Esto no es solo un asunto de determinadas políticas, sino que se extiende a partidos y movimientos calificados de izquierdas o derechas. De ahí que existiría, en su derivación lingüística, un fascismo de izquierdas cuando de manera simétrica y contraria se aplica el estereotipo de fascista como insulto. No se pueden emitir determinadas opiniones que socaven los valores estimados como irreversibles o críticas de personajes que estén dentro del ámbito correcto del progresismo vigente, y por tanto se censuran libros que lo hagan (sería difícil, como lo ha hecho una editorial alemana reconocida, editar una versión comentada del Mein Kampf, pero mas fácil una del Manifiesto Comunista sin comentar). Tampoco admitir biografías que contengan comportamientos del pasado no permitidos y penalizados en la actualidad, sin separar la calidad de sus obras, entrelazándolas con sus acciones y retrotrayéndolas a un tiempo histórico diferente. No es solo que se destaquen conductas hoy reprobables, que puede ser legítimo, sino que son excluidos del parnaso de actividades en el que han destacado.
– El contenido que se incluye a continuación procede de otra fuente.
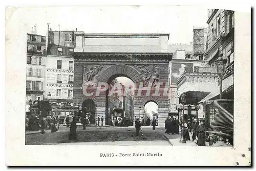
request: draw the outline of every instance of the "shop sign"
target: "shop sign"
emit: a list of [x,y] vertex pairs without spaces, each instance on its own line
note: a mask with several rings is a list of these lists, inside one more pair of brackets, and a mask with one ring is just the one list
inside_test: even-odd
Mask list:
[[58,83],[48,83],[47,84],[47,87],[59,87],[59,88],[73,88],[73,86],[72,84],[62,84]]
[[70,70],[64,70],[60,69],[50,69],[48,68],[46,69],[48,72],[52,72],[56,73],[68,73],[68,74],[73,74],[74,71]]

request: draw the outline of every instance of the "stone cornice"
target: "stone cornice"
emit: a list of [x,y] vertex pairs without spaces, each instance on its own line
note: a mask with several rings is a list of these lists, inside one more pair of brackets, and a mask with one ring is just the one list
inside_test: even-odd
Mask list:
[[88,61],[170,61],[173,53],[73,52],[75,60]]

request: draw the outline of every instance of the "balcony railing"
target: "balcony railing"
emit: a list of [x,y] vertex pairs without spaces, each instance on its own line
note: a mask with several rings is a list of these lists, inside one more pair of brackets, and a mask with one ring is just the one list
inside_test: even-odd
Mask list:
[[177,80],[177,88],[185,82],[191,84],[209,84],[218,81],[218,74],[215,72],[184,72]]
[[44,91],[44,90],[40,88],[31,88],[30,87],[26,87],[26,90],[28,91]]
[[202,73],[216,73],[216,68],[212,68],[210,67],[202,67],[202,66],[195,66],[195,72],[202,72]]

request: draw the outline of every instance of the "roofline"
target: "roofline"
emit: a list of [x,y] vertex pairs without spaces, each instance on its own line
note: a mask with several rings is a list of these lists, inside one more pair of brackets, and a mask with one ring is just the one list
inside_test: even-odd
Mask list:
[[84,33],[82,34],[84,35],[169,35],[169,33]]
[[74,34],[82,36],[167,36],[168,39],[170,36],[169,33],[74,33]]
[[139,55],[139,54],[143,54],[143,55],[173,55],[173,53],[161,53],[161,52],[157,52],[157,53],[154,53],[154,52],[151,52],[151,53],[147,53],[147,52],[70,52],[70,54],[99,54],[99,55],[111,55],[111,54],[134,54],[134,55]]
[[42,36],[42,37],[46,37],[46,36],[43,36],[43,35],[39,35],[39,34],[33,34],[33,33],[27,33],[27,34],[28,35],[34,35],[34,36]]

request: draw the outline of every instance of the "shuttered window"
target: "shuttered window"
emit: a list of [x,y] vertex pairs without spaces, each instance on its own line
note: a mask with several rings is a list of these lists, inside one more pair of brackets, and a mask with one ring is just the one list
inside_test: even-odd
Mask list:
[[61,69],[62,61],[61,60],[58,60],[57,61],[57,68]]

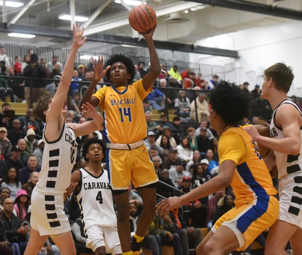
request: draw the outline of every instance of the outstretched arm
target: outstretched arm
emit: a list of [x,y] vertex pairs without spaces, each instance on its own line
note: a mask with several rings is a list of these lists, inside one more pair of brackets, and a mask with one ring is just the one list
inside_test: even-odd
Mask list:
[[155,50],[153,41],[153,34],[155,30],[156,26],[155,25],[151,30],[148,32],[140,33],[146,39],[147,45],[149,50],[149,54],[150,55],[150,68],[151,71],[147,74],[143,78],[143,86],[145,90],[148,90],[151,87],[155,80],[159,74],[160,74],[161,68],[159,60],[157,56],[157,53]]
[[104,57],[98,56],[98,59],[94,59],[94,79],[92,80],[88,88],[82,98],[82,100],[79,105],[79,109],[81,109],[83,104],[88,102],[90,103],[94,107],[98,105],[99,100],[95,97],[92,97],[92,94],[94,91],[95,86],[100,81],[100,80],[106,75],[107,71],[110,68],[110,66],[107,66],[105,70],[103,70],[104,67]]

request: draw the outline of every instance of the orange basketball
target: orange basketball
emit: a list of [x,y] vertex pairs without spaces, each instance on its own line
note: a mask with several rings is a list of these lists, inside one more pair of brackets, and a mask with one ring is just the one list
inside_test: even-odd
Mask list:
[[138,32],[148,32],[156,24],[156,14],[150,5],[137,5],[129,13],[129,23]]

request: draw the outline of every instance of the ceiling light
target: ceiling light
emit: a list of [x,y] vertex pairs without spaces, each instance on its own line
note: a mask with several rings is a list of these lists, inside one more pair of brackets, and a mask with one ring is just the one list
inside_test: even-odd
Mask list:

Sabemos, por ejemplo, que Erza Pound era partidario de Mussolini, lo mismo que D'Annunzio, pero eso no impide que sean grandes poetas. Reconstruir la historia en todas sus dimensiones no significa ni escamotearla ni endulzarla, pero los juicios morales que emitamos sobre personajes o hechos no deben ir más allá del parámetro subjetivo de nuestros valores, y no anular su existencia, como hacía Stalin eliminando de los libros, enciclopedias y artículos las fotografías o el nombre de Trotsky.
Hoy es difícil concebir modelos ideales, a la manera de Max Weber, para delimitar con claridad la conceptualización de los términos que utilizamos en los análisis de los temas humanísticos, y especialmente de los políticos. Los estudios sobre populismo o fascismo son tan variados en el mundo académico que han generado debates interminables, como bien señala Roger Griffin en su libro Fascismo (Alianza, 2019) ¿Quién, en cualquiera de los partidos actuales, no encontraría elementos de cariz populista en sus discursos, propuestas, publicidad o exaltaciones del líder? Las dificultades del lenguaje para explicitar conceptos es un tema que ha preocupado a filósofos como Ludwig Wittgenstein.